Although the National Day of Prayer has been established as an official American tradition since 1952, the history runs far deeper.

The long-standing practice of hosting a national day of prayer falls on the first Thursday of May. Some may choose to partake in the tradition, while others may let it simply pass by. Nonetheless, many are unaware of the rich history the practice has in the American story.

Days of prayer and supplication were familiar to those in the British colonies. In fact, British law commanded the observation of many days of fasting and prayer. 

Although collective days of prayer were observed locally in various American territories, cross-colony prayer first came into being when tensions between Great Britain and the American colonies were at critical mass.  

In 1775, nearly one year before the Declaration of Independence was signed, the Continental Congress announced a day of prayer on Thursday, July 20, focusing on the continuing hostilities between the colonies and Great Britain. Prayer was to be offered for the king, as well as the oppressed colonies:

“…Thursday, the 20th day of July next, be observed by the inhabitants of all the English colonies on this continent, as a day of public humiliation, fasting and prayer that we may, with united hearts and voices…bless our rightful sovereign King George III, and inspire him with wisdom to discern and pursue the true interest of all his subjects, that is speedy and may be put to the civil discourse between Great Britain and the American colonies, without further effusion of blood.”

After war broke out, the tradition of having a cross-colony day of prayer continued throughout the Revolutionary War. The National Day of Prayer took a brief hiatus after the war, but President George Washington reinstituted the practice in the first year of his presidency. 

On April 11, 1779, 10 years before he was president, George Washington echoed the call of the Continental Congress and instructed the colonial armies to set aside the 6th day of May as an occasion of prayer and fasting. 

“… Congress having recommended it to the United States to set apart Thursday the 6th day of May next to be observed as a day of fasting, humiliation, and prayer, to acknowledge the gracious interpositions of Providence; to deprecate deserved punishment for our Sins and Ingratitude, to unitedly implore the Protection of Heaven; success to our Arms, and the Arms of our Ally: the Commander in Chief enjoins a religious observance of said day and directs the Chaplains to prepare discourses proper for the occasion; strictly forbidding all recreations and unnecessary labor,” Washington wrote in a letter to Colonel William Patterson.

Thanksgiving ceremonies were considered another day of prayer under British law and were held in the fall. Days of prayer in the spring were usually accompanied by fasting and supplication. It wasn’t until Abraham Lincoln that Thanksgiving was made into an official holiday celebrated in the fall.

Through the years, declaring a national day of prayer came in spurts, with some presidents engaging in the practice and others choosing to forgo it. 

It wasn’t until 1952 that a bill was introduced, stating that the president of the United States was to set aside an appropriate day each year, other than Sunday, as a National Day of Prayer. President Harry S. Truman signed the bill into law, and the National Day of Prayer has been an annual practice for the U.S since. 

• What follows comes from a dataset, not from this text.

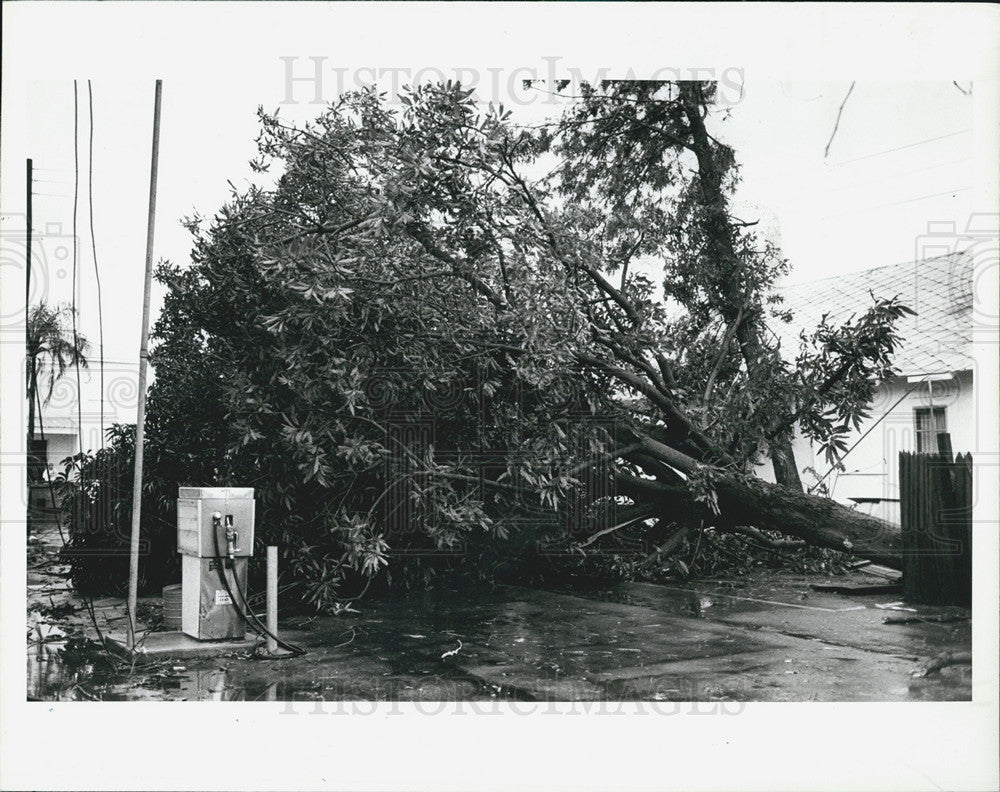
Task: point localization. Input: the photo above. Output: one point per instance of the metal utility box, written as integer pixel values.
(215, 539)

Even though atheistic groups have had significant resistance to the National Day of Prayer, the National Day of Prayer organization (NDOP) maintains that the day is of paramount importance. 

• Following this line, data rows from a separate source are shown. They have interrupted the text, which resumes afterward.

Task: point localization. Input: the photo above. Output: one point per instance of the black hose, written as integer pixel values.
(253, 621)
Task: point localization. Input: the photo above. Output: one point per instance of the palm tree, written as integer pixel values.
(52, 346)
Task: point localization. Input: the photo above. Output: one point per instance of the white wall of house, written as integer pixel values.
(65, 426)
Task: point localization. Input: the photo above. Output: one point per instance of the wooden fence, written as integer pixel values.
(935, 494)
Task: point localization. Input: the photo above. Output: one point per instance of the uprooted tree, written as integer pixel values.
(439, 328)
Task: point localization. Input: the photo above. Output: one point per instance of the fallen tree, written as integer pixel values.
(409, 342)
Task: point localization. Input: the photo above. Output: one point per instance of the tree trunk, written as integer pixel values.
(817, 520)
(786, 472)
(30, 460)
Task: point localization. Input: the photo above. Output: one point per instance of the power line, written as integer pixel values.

“The National Day of Prayer has great significance for us as a nation as it enables us to recall and to teach the way in which our founding fathers sought the wisdom of God when faced with critical decisions,” the NDOP website says. “It stands as a call for us to humbly come before God, seeking His guidance for our leaders and His grace upon us as a people. The unanimous passage of the bill establishing the National Day of Prayer as an annual event signifies that prayer is as important to our nation today as it was in the beginning.”

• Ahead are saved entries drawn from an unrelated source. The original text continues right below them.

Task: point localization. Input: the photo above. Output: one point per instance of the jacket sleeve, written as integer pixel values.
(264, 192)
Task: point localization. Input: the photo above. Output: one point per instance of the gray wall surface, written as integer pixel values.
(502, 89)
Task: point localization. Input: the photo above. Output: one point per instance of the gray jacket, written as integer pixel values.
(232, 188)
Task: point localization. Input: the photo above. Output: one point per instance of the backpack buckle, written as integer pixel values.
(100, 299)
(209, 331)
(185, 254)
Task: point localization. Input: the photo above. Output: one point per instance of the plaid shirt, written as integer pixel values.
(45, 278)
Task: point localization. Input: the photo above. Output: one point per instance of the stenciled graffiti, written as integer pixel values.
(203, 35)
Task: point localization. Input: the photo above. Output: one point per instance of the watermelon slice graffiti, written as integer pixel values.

Although the day is observed across religious lines, the NDOP website maintains an explicitly Christian statement of faith.

Dr. Brandon Scroggins, a local pastor in Wetumpka, outlined the significance of national, corporate prayer amongst believers during turbulent cultural times. 

“Throughout scripture, we see public calls for prayer over nations in tremendous need,” Scroggins said. “In the midst of national distress and disaster, Nehemiah cried out, 'O Lord, let your ear be attentive to the prayer of your servant, and to the prayer of your servants who delight to fear your name…' (Nehemiah 1:11). The nation had fallen into ruin, and there was a multitude of concerns to address. It’s striking, however, that the book of Nehemiah begins with a desperate plea of prayer before God. And in our own day, we have countless concerns before us, and action is needed to rebuild and restore the ruins. However, there is no other place to begin but with prayer. Prayer must be thoroughly threaded into the fabric of our daily lives, but there are also times to arise together corporately in prayer.

“May the National Day of Prayer be a time for us, beginning with individual families and churches across Alabama, to cast ourselves before the mercy of God- bringing adoration and praise to God for His many attributes and works, confessing our sins before our Holy God, thanking God for His graciousness in a thousand different ways, and praying through the many pressing concerns facing families, churches, civil magistrates, and communities across our great nation.”